In my early twenties I got the running bug. I got it so bad that I suppose I became addicted to the act of running - that feeling of your body skimming cross the earth, the wonderful, almost orgasmic sensation one gets at the end of a good, hard run. My weight dropped dramatically; at one point I was nine and a half stone (133 pounds). People worried about me because I was too skinny. But I was the fittest person I knew.

I kept running for several years, and then somehow I let it slide. Not completely. I kept going back to it, but only half heartedly. It was never quite the same as in those golden years in my mid twenties, and the bug never bit me in that way again.

But things change; and the more they change the more they stay the same, or at least return to a state we know so very well.

Right now, just a couple of months before I turn forty-three, I find myself four weeks into another running bug. I'm running four times a week - three times in my lunch break at work and on a Saturday morning. I've been suffering from a lot of stress these last few years, and running seems to be filling a void I never knew I had. Running is like writing: it takes commitment, dedication, will power. You have to keep grinding out the miles, no matter what. Just like writing a novel, when you have to keep on grinding out the words. Like writing, it's also something you have to do alone. There's no safety net; nobody's there to watch your back. You either run or you don't. You either write or you don't. In the final analysis, it really is as that simple.

One of the few regrets I have in life is that I never ran a marathon when I was fit enough to do so. I used to train with marathon runners, I took part in a  lot of road races, and once I even ran a twenty-mile fell race across the cheviot hills. The latter is the toughest thing I've ever put myself through and I'm more proud of that than any other physical challenge I've done. But I never did run a marathon. Maybe this time I will, before it's too late to matter.

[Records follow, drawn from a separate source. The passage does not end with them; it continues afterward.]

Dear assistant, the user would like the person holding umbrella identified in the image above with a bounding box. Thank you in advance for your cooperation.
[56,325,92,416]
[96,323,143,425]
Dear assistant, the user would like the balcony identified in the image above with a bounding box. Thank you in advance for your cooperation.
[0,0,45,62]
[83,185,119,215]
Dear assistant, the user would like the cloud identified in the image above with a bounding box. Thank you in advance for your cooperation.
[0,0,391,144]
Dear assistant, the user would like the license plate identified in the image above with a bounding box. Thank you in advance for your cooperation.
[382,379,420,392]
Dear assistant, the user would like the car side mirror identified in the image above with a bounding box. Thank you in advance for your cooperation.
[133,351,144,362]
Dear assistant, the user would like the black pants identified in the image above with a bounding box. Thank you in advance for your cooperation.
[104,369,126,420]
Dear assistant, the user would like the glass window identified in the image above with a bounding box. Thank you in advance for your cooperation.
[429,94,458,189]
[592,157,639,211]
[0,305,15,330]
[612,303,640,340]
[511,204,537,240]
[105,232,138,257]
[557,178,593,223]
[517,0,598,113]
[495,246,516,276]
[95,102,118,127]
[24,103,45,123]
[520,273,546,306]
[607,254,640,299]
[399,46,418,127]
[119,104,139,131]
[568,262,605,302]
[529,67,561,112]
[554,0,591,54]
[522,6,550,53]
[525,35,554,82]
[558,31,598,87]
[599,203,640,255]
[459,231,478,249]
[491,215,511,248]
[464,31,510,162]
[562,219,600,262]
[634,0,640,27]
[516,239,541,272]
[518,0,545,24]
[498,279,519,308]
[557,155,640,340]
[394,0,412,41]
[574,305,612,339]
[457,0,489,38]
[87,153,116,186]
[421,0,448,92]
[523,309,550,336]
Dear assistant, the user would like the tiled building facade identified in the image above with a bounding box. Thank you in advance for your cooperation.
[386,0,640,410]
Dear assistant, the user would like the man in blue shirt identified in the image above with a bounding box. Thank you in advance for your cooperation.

It's good to have goals. In running, in writing, in life. But you need to run fast and hard to achieve them. And sometimes actually reaching those goals isn't what's important after all. Sometimes simply having them to spur you on is what really matters.

1 comment:

Unknown said...

Massive respect to you with your running. It's something I could never do (not for long anyway). Was always more of a weights person and short fast sprinting. I'm also getting back into fitness after a few years off and on, and starting to enjoy it more than ever (even though I'm 36). good work there, you should absolutely do that marathon. Go for it.